Mexican Shrimp Ceviche-Style Cocktail Recipe

Mexican Shrimp Ceviche-Style Cocktail
Dave Scantland
  • 36 mins
  • Prep: 35 mins,
  • Cook: 1 mins
  • Yield: 2 servings
Ratings (18)

This Mexican-inspired ceviche-style shrimp cocktail, based on a recipe by famed Mexican chef Rick Bayliss.

But this isn't a ceviche in the true sense of the word. Instead, the shrimp are lightly poached in lime-infused water and marinated in lime juice while they cool.

For this cocktail, try to find small shrimp (50 count is ideal) but if you can't find small raw shrimp, use a larger size and cut it into smaller pieces.

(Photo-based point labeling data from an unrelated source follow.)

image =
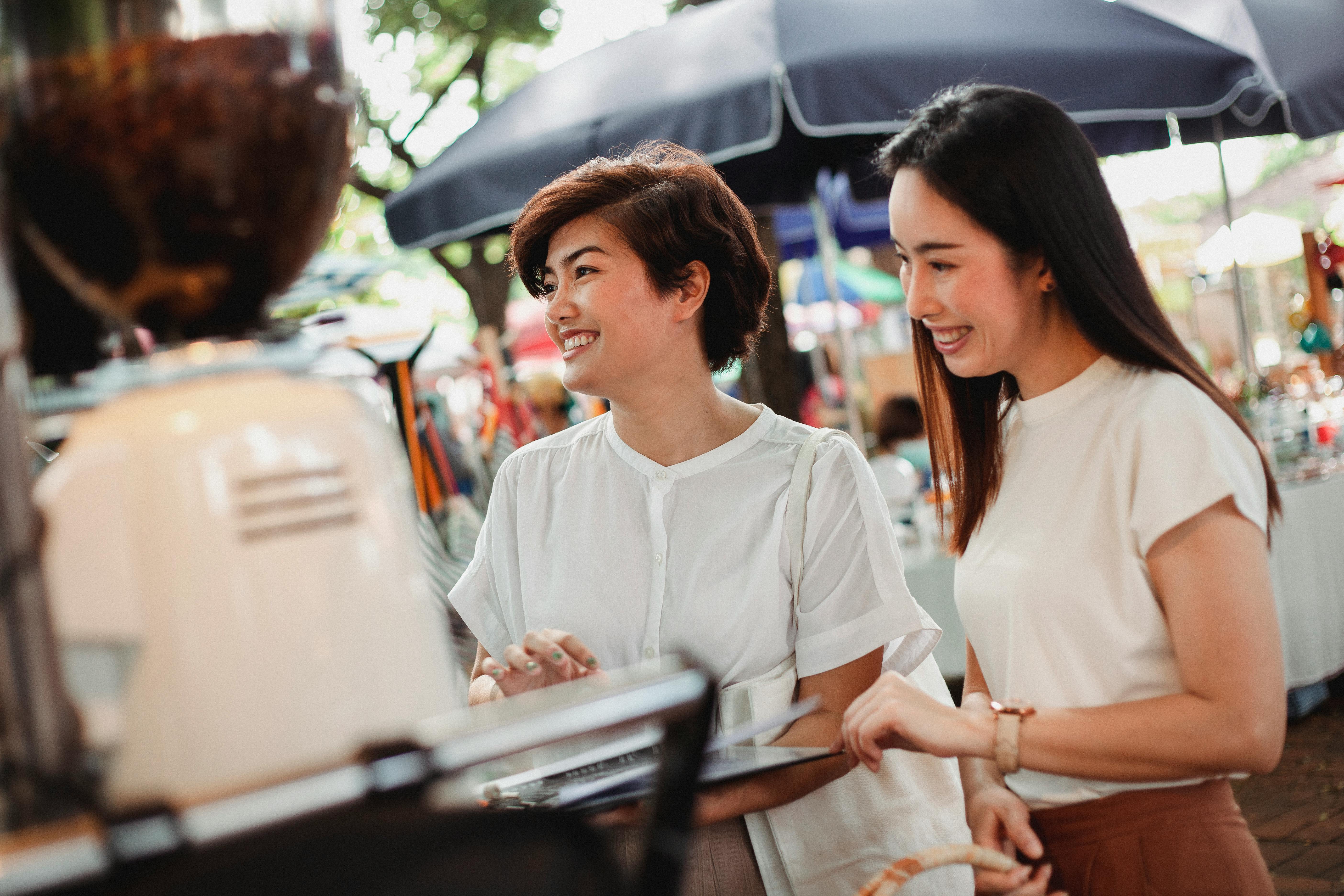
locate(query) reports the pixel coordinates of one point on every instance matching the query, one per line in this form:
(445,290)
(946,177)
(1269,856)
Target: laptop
(626,770)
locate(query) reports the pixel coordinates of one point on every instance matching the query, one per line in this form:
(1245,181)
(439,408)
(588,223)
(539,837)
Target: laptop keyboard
(548,792)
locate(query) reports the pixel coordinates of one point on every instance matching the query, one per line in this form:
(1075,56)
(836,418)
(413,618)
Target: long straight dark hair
(1023,171)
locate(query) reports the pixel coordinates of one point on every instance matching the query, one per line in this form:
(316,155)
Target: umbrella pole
(827,250)
(1244,334)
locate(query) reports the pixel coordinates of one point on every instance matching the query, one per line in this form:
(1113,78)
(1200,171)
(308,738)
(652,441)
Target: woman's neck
(1058,357)
(682,420)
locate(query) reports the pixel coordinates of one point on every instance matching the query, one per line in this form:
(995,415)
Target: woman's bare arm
(1211,574)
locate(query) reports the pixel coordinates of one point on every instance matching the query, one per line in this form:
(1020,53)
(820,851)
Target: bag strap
(796,511)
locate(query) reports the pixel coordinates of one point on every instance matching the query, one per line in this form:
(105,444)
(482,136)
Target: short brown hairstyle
(672,209)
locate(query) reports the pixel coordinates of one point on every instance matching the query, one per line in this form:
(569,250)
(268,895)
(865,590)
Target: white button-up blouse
(639,559)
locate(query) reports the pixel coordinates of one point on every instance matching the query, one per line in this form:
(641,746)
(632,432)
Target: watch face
(1014,707)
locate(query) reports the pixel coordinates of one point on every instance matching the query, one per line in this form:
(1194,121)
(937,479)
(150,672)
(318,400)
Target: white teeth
(949,336)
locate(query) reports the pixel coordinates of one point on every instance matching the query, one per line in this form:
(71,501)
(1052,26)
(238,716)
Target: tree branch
(365,187)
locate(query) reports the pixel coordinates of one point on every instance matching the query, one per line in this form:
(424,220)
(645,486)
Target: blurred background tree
(462,50)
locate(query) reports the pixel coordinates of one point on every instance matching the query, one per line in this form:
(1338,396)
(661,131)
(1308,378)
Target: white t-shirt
(639,559)
(1054,589)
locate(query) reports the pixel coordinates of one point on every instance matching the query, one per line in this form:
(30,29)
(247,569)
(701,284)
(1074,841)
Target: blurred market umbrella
(1296,48)
(855,222)
(772,90)
(1253,241)
(326,276)
(857,285)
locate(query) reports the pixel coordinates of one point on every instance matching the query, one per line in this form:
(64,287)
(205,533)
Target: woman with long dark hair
(1111,516)
(671,523)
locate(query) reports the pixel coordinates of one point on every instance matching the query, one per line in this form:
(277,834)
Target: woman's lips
(951,339)
(576,344)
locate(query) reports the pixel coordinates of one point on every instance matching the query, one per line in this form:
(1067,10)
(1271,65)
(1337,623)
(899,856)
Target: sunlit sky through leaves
(386,70)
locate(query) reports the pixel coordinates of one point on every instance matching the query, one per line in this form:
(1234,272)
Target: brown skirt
(720,860)
(1169,841)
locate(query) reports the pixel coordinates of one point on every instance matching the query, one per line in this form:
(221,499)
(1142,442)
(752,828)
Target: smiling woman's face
(986,311)
(604,312)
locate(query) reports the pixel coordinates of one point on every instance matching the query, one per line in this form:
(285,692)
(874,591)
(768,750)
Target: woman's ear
(691,296)
(1045,277)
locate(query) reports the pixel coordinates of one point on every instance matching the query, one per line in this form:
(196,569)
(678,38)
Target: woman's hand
(894,714)
(545,659)
(999,820)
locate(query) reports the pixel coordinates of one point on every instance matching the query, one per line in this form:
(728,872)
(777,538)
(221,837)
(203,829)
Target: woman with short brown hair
(662,526)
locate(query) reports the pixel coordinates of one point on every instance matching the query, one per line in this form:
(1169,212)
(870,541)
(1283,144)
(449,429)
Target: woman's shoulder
(1172,417)
(545,449)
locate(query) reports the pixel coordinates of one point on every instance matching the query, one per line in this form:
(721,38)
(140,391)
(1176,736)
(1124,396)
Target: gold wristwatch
(1010,717)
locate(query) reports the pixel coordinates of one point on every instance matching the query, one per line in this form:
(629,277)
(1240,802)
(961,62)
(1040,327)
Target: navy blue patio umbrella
(773,90)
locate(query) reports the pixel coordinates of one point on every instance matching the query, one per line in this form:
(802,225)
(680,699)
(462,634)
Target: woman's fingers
(519,660)
(870,733)
(546,651)
(1023,880)
(584,659)
(1017,820)
(506,679)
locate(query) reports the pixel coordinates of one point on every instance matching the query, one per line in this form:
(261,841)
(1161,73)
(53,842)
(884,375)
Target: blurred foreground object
(39,733)
(236,581)
(171,163)
(237,588)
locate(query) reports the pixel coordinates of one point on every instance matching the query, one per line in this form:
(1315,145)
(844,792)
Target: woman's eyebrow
(929,248)
(573,257)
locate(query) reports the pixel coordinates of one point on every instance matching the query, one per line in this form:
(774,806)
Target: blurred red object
(527,338)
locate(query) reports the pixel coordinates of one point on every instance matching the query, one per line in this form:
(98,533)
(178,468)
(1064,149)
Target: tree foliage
(454,42)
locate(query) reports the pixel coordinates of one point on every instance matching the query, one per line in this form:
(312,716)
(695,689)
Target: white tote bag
(834,840)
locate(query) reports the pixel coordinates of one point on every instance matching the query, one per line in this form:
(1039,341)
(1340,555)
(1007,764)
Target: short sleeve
(475,596)
(1187,455)
(854,597)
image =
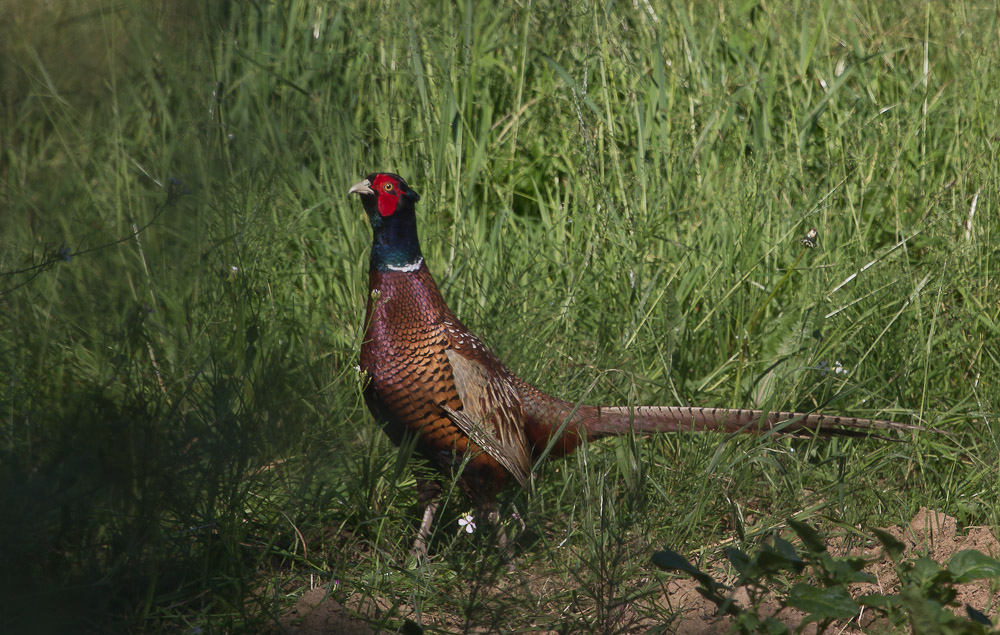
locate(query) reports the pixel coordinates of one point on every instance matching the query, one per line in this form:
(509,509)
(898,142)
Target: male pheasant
(429,376)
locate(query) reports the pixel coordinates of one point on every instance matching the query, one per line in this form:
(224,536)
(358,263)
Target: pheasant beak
(364,187)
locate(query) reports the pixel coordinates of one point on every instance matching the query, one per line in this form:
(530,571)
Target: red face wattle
(388,191)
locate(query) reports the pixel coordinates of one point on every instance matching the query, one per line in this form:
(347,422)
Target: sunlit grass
(609,199)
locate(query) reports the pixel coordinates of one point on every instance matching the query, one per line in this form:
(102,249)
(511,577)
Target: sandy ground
(929,532)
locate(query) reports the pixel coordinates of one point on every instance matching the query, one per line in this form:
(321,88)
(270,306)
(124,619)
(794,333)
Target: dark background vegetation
(610,192)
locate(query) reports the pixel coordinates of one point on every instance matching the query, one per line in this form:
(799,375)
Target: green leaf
(973,565)
(823,604)
(741,562)
(672,561)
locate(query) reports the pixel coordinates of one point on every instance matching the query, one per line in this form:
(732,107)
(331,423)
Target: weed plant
(612,196)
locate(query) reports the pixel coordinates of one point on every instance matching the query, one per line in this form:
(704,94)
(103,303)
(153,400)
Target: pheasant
(427,375)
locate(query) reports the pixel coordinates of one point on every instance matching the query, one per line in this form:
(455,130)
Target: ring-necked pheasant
(429,376)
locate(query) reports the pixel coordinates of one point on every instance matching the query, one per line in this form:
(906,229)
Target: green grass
(610,195)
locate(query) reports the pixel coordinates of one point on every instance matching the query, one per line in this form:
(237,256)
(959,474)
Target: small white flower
(468,522)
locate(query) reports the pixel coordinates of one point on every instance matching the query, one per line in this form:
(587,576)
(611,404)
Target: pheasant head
(389,203)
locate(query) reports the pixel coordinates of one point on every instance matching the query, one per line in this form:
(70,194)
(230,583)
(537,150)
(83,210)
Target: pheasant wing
(492,414)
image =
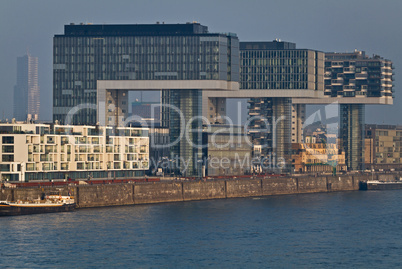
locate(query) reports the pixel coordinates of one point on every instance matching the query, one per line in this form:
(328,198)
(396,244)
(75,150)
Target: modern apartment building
(26,91)
(94,67)
(54,152)
(227,150)
(317,157)
(355,80)
(278,67)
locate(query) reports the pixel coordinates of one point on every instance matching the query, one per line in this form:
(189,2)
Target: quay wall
(178,191)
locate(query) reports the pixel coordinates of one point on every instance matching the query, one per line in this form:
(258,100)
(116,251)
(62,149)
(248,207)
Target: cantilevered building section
(26,91)
(279,69)
(355,80)
(95,66)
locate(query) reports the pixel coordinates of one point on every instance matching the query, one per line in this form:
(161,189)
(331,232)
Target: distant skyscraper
(26,91)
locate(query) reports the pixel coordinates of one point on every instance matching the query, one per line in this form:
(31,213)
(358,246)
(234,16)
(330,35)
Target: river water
(331,230)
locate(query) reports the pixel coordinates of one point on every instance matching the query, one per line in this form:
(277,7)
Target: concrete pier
(176,191)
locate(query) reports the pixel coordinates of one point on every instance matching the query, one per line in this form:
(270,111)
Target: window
(8,139)
(8,149)
(7,158)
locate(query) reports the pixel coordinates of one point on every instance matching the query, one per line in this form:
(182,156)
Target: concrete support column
(352,134)
(270,129)
(214,109)
(185,126)
(298,118)
(281,121)
(116,107)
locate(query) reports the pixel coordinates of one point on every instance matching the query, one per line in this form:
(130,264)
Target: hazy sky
(344,25)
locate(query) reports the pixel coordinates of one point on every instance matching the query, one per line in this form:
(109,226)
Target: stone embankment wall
(160,192)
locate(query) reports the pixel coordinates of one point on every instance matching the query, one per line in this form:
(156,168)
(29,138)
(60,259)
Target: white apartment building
(46,152)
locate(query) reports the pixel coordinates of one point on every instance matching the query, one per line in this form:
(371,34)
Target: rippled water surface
(351,229)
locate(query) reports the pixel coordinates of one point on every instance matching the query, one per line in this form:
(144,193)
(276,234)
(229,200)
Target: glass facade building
(85,54)
(351,134)
(276,66)
(356,75)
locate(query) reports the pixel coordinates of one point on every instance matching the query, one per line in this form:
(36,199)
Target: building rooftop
(267,45)
(157,29)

Ceviche is truly a Latin American dish. It's a favorite along the coasts of Mexico, Ecuador, Colombia, Chile, and Peru. It typically includes chili peppers, unlike this adaptation, which uses onions, cumin, and cilantro for spice.

What You'll Need

  • For the Shrimp:
  • 1 quart water
  • 1 1/ 2 teaspoons kosher salt
  • 1 lime
  • 3 to 4 ounces shrimp (small, peeled, and deveined)
  • For the Sauce:
  • 1/4 cup Clamato (or other tomato-clam juice)
  • 2 tablespoons ketchup
  • 1 tablespoon Mexican hot sauce (such as Valentina or Cholula, can add more to taste)
  • 2 tablespoons olive oil
  • 1/8 teaspoon cumin (or to taste)
  • Pinch kosher salt
  • For the Ceviche:
  • 1 tablespoon onion (chopped, soaked in cold water for 5 minutes and drained)
  • 1 tablespoon English cucumber (chopped)
  • 1/2 small tomato (seeded and diced, about 2 tablespoons)
  • 1/4 avocado (Hass, chopped)
  • 1 teaspoon fresh cilantro (chopped)
  • Garnish: 2 whole cilantro sprigs
  • Garnish: 4 tortilla chips

How to Make It

Prepare the Shrimp

  1. Bring a small pot of water (about 1 quart) to a simmer with 1 1/2 teaspoons of kosher salt and the juice of half of the lime.
  2. Add the shrimp and cook, stirring, for 30 seconds or so (1 minute if you're using larger shrimp), just until the shrimp are turning opaque. They should be almost but not quite cooked through—the shrimp will continue to cook as they cool.
  3. Drain and place in a bowl. Toss with remaining lime juice and refrigerate for 20 minutes or more.

    Make the Sauce

    1. Place the Clamato, ketchup, and hot sauce in a small bowl and whisk until blended.
    2. Slowly pour in the oil, while continuing to whisk, until oil is incorporated.
    3. Mix in the cumin and a pinch of kosher salt. Taste for seasoning and adjust, adding more salt or hot sauce to taste.

    Assemble the Ceviche

    1. Remove the shrimp from the refrigerator. If you're using larger shrimp, cut them into two or three pieces.
    2. Toss the cooled shrimp (including lime juice) with the onion, cucumber, tomato, avocado, and cilantro.
    3. Pour the sauce over, toss again and taste for seasoning. You can do this ahead of time, but if so, don't add the avocado until right before serving.
    4. Garnish with a cilantro sprig and serve with one or two tortilla chips or saltine crackers.